C’est facile de dire à une jeune femme de 20 ans de patienter 5 ans. Mais moi, dans cinq ans j’en aurai 40. Comment ferai-je alors pour donner un enfant à Adrien qui n’en a même pas. Est-ce que je verrai aussi ma maison désertée comme celle de Leila ?
Que faire ?
Vouloir un enfant de l’homme qu’on aime après autant d’épreuve, est-ce une échappatoire de ma part ou tout simplement une manière de dire : la vie continue, je n’ai pas peur de mon futur, j’ai confiance, tout ira bien. Je ne parle pas de tomber enceinte immédiatement mais j’aimerai que cette possibilité me soit accordée dans un futur pas trop lointain.

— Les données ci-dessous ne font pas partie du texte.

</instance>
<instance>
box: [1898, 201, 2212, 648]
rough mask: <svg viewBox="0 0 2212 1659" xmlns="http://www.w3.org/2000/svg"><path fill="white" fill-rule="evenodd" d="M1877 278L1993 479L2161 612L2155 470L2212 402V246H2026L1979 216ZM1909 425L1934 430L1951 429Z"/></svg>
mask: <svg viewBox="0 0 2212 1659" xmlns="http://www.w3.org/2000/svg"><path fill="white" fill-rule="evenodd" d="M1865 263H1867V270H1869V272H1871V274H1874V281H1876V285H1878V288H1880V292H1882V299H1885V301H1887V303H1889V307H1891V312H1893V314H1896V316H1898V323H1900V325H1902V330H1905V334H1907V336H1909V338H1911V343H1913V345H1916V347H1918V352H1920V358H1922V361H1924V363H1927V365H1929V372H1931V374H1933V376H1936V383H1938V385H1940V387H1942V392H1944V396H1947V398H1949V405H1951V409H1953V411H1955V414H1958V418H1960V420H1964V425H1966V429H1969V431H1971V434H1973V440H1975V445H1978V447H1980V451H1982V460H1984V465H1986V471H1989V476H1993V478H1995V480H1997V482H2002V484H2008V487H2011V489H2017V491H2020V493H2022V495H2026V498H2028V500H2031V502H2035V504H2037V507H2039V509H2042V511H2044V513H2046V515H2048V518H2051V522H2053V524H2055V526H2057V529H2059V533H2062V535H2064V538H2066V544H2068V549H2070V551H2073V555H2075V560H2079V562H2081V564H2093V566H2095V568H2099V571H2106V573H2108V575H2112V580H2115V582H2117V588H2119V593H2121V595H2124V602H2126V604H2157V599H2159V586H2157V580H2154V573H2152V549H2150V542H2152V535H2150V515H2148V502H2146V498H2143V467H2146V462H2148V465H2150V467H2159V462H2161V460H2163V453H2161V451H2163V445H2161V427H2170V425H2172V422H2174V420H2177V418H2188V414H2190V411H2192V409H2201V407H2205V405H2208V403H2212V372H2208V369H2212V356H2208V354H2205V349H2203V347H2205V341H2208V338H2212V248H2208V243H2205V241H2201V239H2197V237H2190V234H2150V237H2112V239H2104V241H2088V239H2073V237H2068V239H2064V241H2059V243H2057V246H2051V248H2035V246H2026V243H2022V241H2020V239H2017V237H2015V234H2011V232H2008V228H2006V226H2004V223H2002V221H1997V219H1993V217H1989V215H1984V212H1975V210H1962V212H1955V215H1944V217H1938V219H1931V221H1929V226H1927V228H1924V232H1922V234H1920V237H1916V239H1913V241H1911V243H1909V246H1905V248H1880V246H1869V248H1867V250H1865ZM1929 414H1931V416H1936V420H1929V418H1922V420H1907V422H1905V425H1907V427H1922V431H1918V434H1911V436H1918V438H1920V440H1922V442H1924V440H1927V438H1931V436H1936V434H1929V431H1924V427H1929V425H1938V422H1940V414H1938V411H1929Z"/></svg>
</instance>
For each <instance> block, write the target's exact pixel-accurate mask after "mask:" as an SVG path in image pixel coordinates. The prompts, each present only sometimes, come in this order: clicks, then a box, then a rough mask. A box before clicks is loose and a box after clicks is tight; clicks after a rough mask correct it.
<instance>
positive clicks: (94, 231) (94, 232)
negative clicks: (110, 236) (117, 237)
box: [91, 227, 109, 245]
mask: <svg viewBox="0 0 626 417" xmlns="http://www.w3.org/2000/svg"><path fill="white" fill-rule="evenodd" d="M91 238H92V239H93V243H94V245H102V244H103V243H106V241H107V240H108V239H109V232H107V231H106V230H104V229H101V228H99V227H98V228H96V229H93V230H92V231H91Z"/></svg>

Adrien est un homme comme les autres. Tôt ou tard, il voudra des enfants, du moins je l’espère car moi j’e veux un dernier, avec lui. Je veux porter son enfant. Je l’aime tellement. Je veux donner un frère aux miens… Est-ce trop demander ?
- Tu crois que ton corps n’ a pas encore subi assez de dommage comme ça Elle? Tu te remets à peine. Tu sais l’effort qu’une grossesse demande au corps d’une femme et toi tu… N’y pense même pas ! me dit une voix dans mon dos.